Reevaluation of near-infrared light propagation in the adult human head: implications for functional near-infrared spectroscopy

Abstract

Using both experimental and theoretical methods, we examine the contribution of different parts of the head to near-IR (NIR) signal. Time-resolved spectroscopy is employed to measure the mean optical path length (PL), and the absorption (mu(a)) and reduced scattering (mu(s)') coefficients in multiple positions of the human head. Monte Carlo simulations are performed on four-layered head models based on an individual magnetic resonance imaging (MRI) scan to determine mu(a) and mu(s)' in each layer of the head by solving inverse problems, and to estimate the partial path length in the brain (p-PL) and the spatial sensitivity to regions in the brain at the source-detector separation of 30 mm.

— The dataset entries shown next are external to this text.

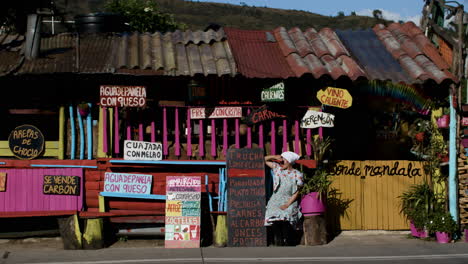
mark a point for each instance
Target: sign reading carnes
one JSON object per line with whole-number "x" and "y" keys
{"x": 127, "y": 183}
{"x": 26, "y": 142}
{"x": 314, "y": 119}
{"x": 141, "y": 150}
{"x": 335, "y": 97}
{"x": 216, "y": 112}
{"x": 118, "y": 95}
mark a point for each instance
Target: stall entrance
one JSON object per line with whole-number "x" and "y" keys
{"x": 367, "y": 193}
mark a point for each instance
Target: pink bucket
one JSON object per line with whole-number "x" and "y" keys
{"x": 312, "y": 204}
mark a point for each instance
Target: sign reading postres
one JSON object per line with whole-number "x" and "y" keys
{"x": 26, "y": 142}
{"x": 118, "y": 95}
{"x": 274, "y": 93}
{"x": 141, "y": 150}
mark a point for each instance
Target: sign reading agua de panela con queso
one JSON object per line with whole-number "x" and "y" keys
{"x": 314, "y": 119}
{"x": 26, "y": 142}
{"x": 183, "y": 194}
{"x": 61, "y": 185}
{"x": 122, "y": 96}
{"x": 274, "y": 93}
{"x": 127, "y": 183}
{"x": 335, "y": 97}
{"x": 246, "y": 198}
{"x": 142, "y": 150}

The PL is closely related to the thickness of the scalp, but not to that of other layers of the head. The p-PL is negatively related to the PL and its contribution ratio to the PL is 5 to 22% when the differential path length factor is 6. Most of the signal attributed to the brain comes from the upper 1 to 2 mm of the cortical surface. These results indicate that the NIR signal is very sensitive to hemodynamic changes associated with functional brain activation in the case that changes in the extracerebral tissue are ignorable.